Garcia has seriously jolted the Mainstream Media's fantasies and hallucinations of pre-Castro Cuba, Che, Fidel, and Cubans in general. In consequence, the critics are unnerved and disoriented and their annoyance and scorn are spewing forth in review after review.

"In a movie about the Cuban revolution, we almost never see any of the working poor for whom the revolution was supposedly fought," sniffs Peter Reiner in The Christian Science Monitor. "The Lost City' misses historical complexity." [...]

"Garcia's tale bemoans the loss of easy wealth for a precious few," harrumphs Michael Atkinson in The Village Voice. "Poor people are absolutely absent; Garcia and Infante seem to have thought that peasant revolutions happen for no particular reason—or at least no reason the moneyed 1 percent should have to worry about." [...]

"The impoverished masses of Cubans who embraced Castro as a liberator appear only in grainy, black-and-white news clips," snorts Stephen Holden in The New York Times. "Political dialogue in the film is strictly of the junior high school variety."

"It fails to focus on the poverty-stricken workers whose plight lit the fires of revolution," complains Rex Reed in the New York Observer.


It was a pleasant surprise to see Jonathan Alter say in the pages of the NY Times itself that: The most enduring [myths about Cuba] on the left are that the United States drove Castro into the hands of the Soviets (DePalma explores documents from the Soviet archives that suggest the Soviets offered to send military trainers into Cuba well before the relationship with the United States deteriorated) and, most perniciously, that there is still something romantic and appealing about the Cuban revolution.


Posted by Orrin Judd at May 7, 2006 7:01 PM
Comments

Holy Moses, Mr. Fontova just piano-wires all the pro-Castro talking points. Great article!

Posted by: Matt Murphy at May 7, 2006 8:36 PM

Sounds a lot like the critics are releasing their venom on a film where it's safe to do so, since the events depicted are 45-50 years in the past and is unknown or a dim memory to most of their readers (the same critics no doubt would have like to have uncorked on "Flight 93" on political grounds if they thought they could get away with it. But even with the divisiveness in the country today the memories of 9/11 are too close to the surface to trash a movie that unfolds in real time and based on available transcripts).

Posted by: John at May 7, 2006 9:06 PM

While the likes of the VV are attacking Mr. Garcia's work, which sounds splendid, others in the media have broken ranks thank goodness. The Trib had a decent enough feature on Garcia in todays arts section, and Bon Appetit, iirc, lat month had him in their celebrities and what they cook/eat section.

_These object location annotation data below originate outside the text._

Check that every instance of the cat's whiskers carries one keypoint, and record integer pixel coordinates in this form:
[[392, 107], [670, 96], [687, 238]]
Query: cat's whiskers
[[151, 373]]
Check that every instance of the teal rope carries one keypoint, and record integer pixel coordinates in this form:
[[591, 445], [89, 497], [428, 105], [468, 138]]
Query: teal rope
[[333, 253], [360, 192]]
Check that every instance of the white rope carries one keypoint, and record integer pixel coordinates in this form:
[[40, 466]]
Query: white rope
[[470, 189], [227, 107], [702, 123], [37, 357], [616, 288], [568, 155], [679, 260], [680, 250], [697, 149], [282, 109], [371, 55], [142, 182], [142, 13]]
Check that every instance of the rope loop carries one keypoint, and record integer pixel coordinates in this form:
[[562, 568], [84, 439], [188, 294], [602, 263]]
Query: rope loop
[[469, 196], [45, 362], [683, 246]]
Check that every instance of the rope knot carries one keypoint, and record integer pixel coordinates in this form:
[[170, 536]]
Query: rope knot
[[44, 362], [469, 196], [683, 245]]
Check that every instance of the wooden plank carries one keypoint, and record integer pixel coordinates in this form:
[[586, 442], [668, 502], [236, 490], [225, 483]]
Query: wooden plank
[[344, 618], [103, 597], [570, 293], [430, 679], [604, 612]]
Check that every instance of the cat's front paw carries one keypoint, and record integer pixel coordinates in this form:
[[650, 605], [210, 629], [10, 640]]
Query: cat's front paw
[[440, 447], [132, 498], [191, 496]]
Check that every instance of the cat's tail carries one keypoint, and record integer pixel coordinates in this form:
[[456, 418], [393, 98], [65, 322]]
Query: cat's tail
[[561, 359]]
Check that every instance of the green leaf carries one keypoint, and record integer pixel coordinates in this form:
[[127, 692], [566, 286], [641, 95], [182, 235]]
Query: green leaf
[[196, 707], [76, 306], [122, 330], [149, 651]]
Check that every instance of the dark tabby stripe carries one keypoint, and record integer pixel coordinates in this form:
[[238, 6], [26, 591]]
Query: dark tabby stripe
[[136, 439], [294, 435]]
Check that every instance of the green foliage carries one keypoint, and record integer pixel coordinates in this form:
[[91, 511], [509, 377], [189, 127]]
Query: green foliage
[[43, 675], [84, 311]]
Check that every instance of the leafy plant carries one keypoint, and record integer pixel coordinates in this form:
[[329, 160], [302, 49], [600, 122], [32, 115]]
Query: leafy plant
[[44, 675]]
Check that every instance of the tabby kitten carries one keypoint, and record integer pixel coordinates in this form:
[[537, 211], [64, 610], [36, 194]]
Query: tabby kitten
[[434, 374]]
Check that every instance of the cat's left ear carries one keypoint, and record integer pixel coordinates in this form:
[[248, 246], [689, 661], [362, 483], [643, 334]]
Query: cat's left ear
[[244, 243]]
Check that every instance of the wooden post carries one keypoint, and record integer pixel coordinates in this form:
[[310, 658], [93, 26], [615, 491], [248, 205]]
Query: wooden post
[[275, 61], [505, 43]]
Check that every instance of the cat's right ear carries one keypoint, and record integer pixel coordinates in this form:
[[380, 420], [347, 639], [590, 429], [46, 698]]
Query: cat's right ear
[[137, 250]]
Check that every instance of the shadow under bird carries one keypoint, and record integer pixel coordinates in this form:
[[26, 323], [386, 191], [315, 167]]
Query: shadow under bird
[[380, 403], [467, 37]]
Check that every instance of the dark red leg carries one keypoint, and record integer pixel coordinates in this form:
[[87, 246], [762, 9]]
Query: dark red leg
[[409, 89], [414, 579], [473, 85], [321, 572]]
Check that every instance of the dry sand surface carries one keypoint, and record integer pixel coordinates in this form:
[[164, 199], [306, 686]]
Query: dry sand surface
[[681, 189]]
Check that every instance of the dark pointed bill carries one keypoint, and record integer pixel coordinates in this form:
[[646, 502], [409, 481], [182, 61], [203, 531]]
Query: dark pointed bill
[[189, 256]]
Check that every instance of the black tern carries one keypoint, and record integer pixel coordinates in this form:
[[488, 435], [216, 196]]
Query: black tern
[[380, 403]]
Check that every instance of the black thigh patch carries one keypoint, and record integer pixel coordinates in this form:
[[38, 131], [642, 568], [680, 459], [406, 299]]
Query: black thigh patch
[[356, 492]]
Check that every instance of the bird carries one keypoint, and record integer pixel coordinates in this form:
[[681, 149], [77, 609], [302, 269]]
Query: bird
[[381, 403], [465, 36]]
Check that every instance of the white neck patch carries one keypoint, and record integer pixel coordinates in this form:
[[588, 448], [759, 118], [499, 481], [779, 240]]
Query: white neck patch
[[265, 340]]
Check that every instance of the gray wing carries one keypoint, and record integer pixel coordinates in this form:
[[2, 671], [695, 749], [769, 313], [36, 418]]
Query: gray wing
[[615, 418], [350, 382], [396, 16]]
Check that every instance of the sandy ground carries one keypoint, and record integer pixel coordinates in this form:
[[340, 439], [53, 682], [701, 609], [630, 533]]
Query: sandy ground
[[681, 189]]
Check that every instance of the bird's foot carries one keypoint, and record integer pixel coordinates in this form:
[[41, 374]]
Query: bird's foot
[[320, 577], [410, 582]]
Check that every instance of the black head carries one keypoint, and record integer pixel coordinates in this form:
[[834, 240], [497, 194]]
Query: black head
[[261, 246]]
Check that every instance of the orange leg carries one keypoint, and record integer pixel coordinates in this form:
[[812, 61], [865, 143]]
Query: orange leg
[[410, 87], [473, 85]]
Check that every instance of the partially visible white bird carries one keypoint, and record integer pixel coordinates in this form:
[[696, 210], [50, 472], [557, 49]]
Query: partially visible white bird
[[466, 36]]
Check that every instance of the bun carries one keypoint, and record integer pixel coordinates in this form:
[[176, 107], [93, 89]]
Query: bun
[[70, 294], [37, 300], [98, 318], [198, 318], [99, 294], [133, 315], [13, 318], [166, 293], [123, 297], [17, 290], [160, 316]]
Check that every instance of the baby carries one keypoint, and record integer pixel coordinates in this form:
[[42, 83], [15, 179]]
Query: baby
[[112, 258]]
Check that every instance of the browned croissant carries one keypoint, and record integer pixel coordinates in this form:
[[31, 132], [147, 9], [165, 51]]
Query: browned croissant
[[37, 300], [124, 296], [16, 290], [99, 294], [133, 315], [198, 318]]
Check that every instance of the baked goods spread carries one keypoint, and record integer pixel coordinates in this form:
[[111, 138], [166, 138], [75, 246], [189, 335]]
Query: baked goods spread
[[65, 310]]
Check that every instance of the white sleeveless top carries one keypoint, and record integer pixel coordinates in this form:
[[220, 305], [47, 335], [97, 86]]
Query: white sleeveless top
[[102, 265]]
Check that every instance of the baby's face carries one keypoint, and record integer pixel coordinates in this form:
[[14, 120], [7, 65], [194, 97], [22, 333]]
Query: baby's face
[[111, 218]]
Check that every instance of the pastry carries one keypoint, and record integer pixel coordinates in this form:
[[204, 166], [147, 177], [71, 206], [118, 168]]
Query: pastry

Posted by: Jim in Chicago at May 7, 2006 10:39 PM

To hell with those hypocrites. The "working poor", the "impoverished masses" these critics pretend to care about, they are still there. I have seen for myself the crumbling houses in Havana. In a tropical rain the water pours out of the front door. Beggars and prostitutes are everywhere and from what I have heard, the clinics have no medicines. People are not starving but were they starving in 1958? Would Cuba have been worse off without the communists? If it is still a beautiful island with great people, it is because The Party still hasn´t found a way to fix that.

Posted by: wf at May 8, 2006 7:34 PM

Where can one find this movie?

Posted by: Genecis at May 8, 2006 10:20 PM

Gen, I've reserved it at Netflix. I think if they get enough requests, they'll add it to their lists. o/t - How pale and insignificant was our existence before Netflix!